DISCUSSION
Nitazoxanide is a broad-spectrum antiparasitic and antiviral drug, originally approved for the treatment of parasite-mediated infectious diarrhea and enteritis, that has been tested for COVID-19 due to the anti-inflammatory effects [19] and in vitro anti-viral activity and promising clinical benefits against influenza and other viruses [20-22]. Moreover, there is in vitro evidence that nitazoxanide may induce a significant down-regulation of IL-6/JAK2/STAT3 [23] and may increase the eIF2α and PKR phosphorylation, critical mediators involved in IFN-induced antiviral response [24].
Individual studies [15] have suggested that nitazoxanide reduces SARS-CoV-2 viral load in Vero E6 cells by 75% at a minimal dose of 0.1 μM with no cytotoxic effects. High SARS-CoV-2 viral load was found to be associated with lymphopenia, increased markers of inflammation, and poor clinical outcomes in hospitalized patients with COVID-19 [25,26]. Therefore, the use of nitazoxanide might accelerate viral clearance, improve clinical symptoms, and decrease the risk of hospitalization and death for patients with SARS-CoV-2 infection.

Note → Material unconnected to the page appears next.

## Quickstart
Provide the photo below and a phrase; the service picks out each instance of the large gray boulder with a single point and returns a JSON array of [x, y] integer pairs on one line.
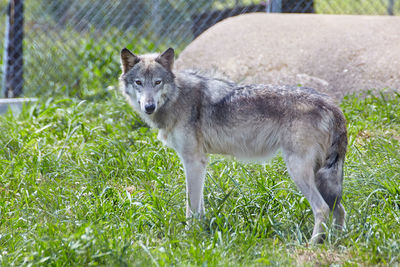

Despite promising theoretical and experimental findings, this systematic review showed no evidence of clinical benefits on the use of nitazoxanide to treat patients with mild or moderate COVID-19. To date, there is still no optimal approach toward COVID-19 management. Symptomatic cases require supportive care with medical evaluation, risk factor stratification for unfavorable clinical outcomes, and clinical monitoring of symptoms. In outpatients, symptomatic treatment includes analgesics and antipyretics. In the hospital setting, patients may need supplemental oxygen and adequate management of pulmonary ventilation. The use of dexamethasone has been indicated for patients with COVID-19 who are receiving respiratory support [27]. Recently, open-label RCTs showed that prophylactic or therapeutic anticoagulation did not result in clinical improvement for hospitalized patients with COVID-19, except in the context of diagnosing a thromboembolic event [28,29].
Our study has some major limitations and include trials with a high-risk of reporting and operational bias. Despite most studies were double-blinded, changes in urine color caused by nitazoxanide could potentially induce a high-risk of performance or detection bias. In one trial [17], the patients received a vitamin B complex supplement to mask any potential chromaturia attributed to nitazoxanide. Finally, the results of this study cannot be generalized to severe or critical COVID-19.
In this systematic review and meta-analysis, we found no current evidence from blinded, placebo-controlled, RCT on the efficacy of nitazoxanide in treating patients with COVID-19. The quality of evidence for most outcomes analyzed in this study is limited. This living systematic review should be updated as soon as the results of ongoing RCT are published.